You understand wrong, surprisingly enough.
grubas 12 | 1,384
24 May 2011 #56
And where exactly I got it wrong?
Harry
24 May 2011 #57
She does not have custody.
grubas 12 | 1,384
24 May 2011 #58
She does or she doesn't that's not the point.The point is that she can take baby to Poland and this dude can't do anything about.I mean seriously, do you think that any court would charge her with kiddnaping her own baby?
Harry
24 May 2011 #59
The point is that she can take baby to Poland and this dude can't do anything about.

Actually, no she can't, not without his permission.

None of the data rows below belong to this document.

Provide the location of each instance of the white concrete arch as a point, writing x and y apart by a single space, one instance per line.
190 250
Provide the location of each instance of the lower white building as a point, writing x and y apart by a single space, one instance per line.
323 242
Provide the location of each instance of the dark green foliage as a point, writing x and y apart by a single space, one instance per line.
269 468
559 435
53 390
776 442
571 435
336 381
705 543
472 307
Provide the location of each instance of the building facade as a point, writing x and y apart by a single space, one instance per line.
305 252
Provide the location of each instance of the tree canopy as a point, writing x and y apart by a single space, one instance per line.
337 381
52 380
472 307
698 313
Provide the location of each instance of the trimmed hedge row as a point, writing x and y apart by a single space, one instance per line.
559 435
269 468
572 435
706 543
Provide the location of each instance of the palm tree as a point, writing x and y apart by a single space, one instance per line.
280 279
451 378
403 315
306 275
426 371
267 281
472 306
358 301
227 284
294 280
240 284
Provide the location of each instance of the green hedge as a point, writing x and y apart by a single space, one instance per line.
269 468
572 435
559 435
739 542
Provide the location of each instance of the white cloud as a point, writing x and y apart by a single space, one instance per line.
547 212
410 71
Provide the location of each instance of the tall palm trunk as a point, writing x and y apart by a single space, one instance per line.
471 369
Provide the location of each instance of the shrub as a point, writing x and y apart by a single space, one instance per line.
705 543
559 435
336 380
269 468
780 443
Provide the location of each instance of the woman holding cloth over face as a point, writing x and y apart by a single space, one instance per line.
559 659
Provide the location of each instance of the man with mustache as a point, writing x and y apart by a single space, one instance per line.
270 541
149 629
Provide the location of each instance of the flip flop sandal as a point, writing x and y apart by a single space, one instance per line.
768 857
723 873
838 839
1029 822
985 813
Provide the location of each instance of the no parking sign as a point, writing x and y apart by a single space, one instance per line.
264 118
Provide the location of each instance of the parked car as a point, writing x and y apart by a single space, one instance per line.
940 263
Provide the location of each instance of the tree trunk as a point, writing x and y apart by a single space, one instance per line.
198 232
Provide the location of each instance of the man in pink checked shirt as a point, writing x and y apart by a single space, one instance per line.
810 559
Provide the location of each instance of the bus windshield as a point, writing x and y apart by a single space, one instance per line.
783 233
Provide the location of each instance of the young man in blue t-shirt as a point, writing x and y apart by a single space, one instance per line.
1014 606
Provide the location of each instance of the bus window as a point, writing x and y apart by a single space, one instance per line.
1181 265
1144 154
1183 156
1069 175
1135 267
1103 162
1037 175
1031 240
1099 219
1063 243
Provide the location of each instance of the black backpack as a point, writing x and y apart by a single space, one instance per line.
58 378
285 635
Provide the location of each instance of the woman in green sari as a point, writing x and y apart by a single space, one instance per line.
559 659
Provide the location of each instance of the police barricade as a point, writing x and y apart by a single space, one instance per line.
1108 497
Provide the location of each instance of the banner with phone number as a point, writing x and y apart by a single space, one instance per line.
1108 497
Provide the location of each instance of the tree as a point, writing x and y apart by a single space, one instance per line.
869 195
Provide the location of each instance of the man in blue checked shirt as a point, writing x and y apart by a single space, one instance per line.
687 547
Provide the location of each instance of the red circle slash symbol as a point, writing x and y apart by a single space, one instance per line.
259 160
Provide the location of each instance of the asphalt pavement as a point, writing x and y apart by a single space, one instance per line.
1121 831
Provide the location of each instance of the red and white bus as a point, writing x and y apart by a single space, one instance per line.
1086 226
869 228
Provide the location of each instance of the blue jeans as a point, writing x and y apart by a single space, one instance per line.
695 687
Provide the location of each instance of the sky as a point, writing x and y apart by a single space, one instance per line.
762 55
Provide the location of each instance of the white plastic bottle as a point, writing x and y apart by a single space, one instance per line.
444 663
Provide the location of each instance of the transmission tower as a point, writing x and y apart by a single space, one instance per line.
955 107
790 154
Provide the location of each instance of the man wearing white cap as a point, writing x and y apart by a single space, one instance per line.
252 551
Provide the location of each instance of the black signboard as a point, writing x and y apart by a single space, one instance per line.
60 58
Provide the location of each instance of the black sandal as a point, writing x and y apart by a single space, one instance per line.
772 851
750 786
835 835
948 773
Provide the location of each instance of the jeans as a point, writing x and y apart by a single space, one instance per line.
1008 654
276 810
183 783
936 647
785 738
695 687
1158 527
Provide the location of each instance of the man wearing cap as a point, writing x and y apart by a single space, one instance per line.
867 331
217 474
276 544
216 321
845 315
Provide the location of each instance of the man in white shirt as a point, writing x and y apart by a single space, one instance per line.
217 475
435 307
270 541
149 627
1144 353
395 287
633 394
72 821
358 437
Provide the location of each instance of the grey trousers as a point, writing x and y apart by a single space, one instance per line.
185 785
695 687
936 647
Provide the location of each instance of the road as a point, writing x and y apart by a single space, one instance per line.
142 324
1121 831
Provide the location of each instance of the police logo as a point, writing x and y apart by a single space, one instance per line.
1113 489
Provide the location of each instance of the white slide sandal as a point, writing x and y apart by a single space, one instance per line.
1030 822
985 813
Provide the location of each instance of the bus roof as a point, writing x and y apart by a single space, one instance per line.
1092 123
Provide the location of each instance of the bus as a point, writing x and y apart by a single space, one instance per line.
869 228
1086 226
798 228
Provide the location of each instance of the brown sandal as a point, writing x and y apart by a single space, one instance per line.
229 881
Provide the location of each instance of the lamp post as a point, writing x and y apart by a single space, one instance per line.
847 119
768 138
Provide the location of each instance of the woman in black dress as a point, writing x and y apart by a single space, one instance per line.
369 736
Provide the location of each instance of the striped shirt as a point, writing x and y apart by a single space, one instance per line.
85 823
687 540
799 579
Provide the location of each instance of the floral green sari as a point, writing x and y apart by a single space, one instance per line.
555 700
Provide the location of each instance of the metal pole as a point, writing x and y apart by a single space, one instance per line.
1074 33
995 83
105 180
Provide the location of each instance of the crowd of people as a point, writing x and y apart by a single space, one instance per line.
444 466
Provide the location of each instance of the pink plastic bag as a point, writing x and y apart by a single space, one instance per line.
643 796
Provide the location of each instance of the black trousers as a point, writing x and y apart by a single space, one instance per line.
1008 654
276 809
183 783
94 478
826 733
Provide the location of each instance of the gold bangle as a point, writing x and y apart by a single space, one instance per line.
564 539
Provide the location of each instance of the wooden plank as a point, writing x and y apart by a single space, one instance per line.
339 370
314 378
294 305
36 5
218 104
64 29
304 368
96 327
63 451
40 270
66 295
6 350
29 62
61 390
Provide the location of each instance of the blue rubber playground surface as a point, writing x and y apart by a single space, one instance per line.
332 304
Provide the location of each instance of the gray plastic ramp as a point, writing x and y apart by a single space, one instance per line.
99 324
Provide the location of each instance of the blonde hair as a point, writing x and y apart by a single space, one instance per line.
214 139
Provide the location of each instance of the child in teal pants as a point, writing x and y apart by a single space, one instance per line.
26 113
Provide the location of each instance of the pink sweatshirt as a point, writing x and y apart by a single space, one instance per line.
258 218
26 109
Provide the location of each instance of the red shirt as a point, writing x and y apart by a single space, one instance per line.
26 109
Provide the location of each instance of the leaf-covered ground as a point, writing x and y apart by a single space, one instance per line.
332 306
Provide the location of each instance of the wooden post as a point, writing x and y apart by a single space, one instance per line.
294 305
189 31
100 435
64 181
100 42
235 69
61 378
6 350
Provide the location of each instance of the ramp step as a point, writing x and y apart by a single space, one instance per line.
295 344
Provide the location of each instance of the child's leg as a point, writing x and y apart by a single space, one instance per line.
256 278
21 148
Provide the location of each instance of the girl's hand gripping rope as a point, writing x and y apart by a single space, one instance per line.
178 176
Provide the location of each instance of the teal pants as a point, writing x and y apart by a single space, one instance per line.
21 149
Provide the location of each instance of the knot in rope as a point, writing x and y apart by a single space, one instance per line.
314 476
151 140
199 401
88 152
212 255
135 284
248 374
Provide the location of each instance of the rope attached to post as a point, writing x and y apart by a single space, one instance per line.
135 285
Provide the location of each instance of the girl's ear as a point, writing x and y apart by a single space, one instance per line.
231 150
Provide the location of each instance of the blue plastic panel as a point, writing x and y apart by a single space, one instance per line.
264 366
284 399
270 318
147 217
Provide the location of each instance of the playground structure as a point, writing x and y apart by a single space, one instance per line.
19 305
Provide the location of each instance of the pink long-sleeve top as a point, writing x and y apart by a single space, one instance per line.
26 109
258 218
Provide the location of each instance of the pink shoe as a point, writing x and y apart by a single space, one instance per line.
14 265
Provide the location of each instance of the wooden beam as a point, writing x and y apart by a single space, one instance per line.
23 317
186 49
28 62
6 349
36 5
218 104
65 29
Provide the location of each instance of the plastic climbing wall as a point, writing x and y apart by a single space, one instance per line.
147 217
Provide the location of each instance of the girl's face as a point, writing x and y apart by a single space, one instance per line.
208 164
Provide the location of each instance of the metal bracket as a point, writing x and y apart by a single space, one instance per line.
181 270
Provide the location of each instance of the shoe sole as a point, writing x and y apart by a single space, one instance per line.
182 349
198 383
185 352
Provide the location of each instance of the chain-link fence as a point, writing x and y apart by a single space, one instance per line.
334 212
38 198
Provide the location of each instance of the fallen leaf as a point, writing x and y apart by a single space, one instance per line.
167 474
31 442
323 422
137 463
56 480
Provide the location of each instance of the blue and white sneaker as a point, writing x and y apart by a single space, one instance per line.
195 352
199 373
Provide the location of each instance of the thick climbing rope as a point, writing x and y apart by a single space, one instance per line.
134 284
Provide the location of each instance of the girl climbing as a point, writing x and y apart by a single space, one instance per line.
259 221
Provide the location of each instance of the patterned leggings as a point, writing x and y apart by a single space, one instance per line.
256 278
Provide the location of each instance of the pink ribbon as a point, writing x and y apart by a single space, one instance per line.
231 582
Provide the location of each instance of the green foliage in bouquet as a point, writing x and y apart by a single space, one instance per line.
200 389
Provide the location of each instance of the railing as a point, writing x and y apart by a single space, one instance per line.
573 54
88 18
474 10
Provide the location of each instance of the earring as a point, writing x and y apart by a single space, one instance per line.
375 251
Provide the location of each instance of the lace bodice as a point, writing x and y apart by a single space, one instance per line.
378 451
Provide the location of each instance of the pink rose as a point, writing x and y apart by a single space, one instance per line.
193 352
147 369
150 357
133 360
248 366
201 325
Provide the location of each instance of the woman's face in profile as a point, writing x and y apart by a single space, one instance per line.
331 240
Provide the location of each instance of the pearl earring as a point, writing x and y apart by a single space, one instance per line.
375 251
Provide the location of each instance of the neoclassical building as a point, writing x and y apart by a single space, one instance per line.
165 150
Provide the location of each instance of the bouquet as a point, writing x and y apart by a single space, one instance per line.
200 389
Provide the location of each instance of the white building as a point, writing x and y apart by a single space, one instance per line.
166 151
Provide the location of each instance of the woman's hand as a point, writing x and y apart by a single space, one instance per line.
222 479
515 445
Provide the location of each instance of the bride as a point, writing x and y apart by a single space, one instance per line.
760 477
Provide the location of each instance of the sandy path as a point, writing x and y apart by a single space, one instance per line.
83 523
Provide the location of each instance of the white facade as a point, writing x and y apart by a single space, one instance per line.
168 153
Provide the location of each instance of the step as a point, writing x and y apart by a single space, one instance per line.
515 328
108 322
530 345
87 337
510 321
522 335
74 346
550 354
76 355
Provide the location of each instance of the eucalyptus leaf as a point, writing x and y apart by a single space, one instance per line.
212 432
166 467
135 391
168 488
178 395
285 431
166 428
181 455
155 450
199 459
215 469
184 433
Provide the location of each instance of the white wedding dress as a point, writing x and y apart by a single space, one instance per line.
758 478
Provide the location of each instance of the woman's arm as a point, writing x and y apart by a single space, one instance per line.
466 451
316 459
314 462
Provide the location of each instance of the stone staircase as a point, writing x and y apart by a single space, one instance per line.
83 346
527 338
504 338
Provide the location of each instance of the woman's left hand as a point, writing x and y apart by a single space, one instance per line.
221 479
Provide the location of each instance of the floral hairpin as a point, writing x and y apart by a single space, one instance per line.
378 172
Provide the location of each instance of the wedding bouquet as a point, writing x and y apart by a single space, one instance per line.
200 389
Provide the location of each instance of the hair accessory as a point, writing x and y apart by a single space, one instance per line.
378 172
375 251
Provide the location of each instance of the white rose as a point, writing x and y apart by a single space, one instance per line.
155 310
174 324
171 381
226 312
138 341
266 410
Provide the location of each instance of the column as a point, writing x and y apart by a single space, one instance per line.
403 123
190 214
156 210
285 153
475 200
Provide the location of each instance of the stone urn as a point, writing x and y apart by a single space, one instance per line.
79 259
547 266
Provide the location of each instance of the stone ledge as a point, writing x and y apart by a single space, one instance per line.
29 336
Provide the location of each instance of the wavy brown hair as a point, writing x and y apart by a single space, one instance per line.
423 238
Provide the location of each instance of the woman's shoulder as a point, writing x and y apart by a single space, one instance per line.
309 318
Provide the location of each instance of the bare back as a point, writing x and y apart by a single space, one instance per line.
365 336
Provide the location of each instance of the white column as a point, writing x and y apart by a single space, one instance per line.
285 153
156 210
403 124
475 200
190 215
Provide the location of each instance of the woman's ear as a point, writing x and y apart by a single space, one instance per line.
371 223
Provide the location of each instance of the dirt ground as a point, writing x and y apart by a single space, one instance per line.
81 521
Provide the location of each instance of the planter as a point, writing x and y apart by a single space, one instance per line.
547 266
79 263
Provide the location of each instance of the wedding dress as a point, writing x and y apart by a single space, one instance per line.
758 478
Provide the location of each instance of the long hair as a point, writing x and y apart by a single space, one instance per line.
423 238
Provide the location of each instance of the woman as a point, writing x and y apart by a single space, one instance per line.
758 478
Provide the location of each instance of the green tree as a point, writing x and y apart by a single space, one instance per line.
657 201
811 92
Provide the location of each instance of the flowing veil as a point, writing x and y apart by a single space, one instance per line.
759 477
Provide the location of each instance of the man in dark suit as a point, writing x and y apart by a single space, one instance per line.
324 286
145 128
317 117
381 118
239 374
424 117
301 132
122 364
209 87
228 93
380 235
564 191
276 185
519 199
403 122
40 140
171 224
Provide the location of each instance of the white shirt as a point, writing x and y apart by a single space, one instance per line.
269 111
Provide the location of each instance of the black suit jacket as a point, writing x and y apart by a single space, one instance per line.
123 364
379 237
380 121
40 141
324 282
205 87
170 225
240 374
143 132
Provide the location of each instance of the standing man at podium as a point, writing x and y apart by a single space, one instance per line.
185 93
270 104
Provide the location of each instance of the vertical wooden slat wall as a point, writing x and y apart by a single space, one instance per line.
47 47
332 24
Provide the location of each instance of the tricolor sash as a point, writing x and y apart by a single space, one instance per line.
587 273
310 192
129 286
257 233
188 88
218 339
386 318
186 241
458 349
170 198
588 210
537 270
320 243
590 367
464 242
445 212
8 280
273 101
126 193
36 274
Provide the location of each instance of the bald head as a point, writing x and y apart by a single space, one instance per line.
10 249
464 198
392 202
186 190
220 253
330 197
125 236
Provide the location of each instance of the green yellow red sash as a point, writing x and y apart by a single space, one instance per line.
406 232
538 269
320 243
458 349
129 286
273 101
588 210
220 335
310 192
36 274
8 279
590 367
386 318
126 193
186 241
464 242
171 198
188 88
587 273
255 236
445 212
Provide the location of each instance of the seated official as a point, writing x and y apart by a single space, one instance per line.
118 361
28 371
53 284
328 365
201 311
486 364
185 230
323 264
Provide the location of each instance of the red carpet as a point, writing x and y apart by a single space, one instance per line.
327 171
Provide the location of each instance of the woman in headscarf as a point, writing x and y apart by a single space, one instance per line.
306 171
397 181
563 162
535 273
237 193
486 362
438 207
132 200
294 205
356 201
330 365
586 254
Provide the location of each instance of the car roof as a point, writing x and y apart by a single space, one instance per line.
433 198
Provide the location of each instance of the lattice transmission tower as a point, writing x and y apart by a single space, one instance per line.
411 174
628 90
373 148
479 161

I mean seriously, do you think that any court would charge her with kiddnaping her own baby?

It is an offence under the Child Abduction Act of 1984 for a parent to remove a child from the UK without the consent of the other person who has parental responsibility for that child. And yes people are charged under that act.

Why not stick to talking about things which you know about?
Midas 1 | 571
24 May 2011 #60
1) It seems a bit weird to me that at first you're ready to go to Poland for sake of your family, then you're willing to file a divorce a couple of hours later.

To be fair, I believe the situation was developing as he posted.

However, how else do You expect a guy to respond when his "wife" tells him they need to hop over to a solicitor's where he's going to sign over his kids?

Any man with half a brain is going to lawyer up in such a case.

2) Grubas - you don't seem to understand law.... Sorry, You understand it as a number of Polish people "understand it" - that as long as they're Polish and screw a foreigner a Polish court is going to do nothing about it.

Well, your perception is wrong.

They both have custody - joint custody. Joint custody means some decisions about a child's future can be made by any of the parents, some - only by both of them.

The decision to move a child to another country can only be made by both parents, period.

If one parent decides he's just going to pick up a kid and leave for Australia in the middle of the night --> yes my friend, he will be charged with kidnapping in any CIVILIZED country. Harry has already quoted the appropriate UK legal act.

So, to answer Your question:

I mean seriously, do you think that any court would charge her with kiddnaping her own baby?

Any court in the UK.

So don't speak about matters You don't know **** about. I understand You're pissed off because he did a Polish girl repeatedly and You don't, but please have some dignity.

3) Kurt...

Please read the following statements made by grubas ( who happens to be Polish, I judge from the spelling ) very carefully:

here is no way anybody will give her problems if she decide to move to PL with a baby.The mother and the child are citizens of Poland and no court in PL will give her hard time.

Good luck fighting her in Polish court as a foraigner who does not even know what is happening around him.

Unfortunately, these are true statemets. Polish courts are biased in such cases.

Triple check that You've done everything possible to prevent her from pulling off a runner with the baby.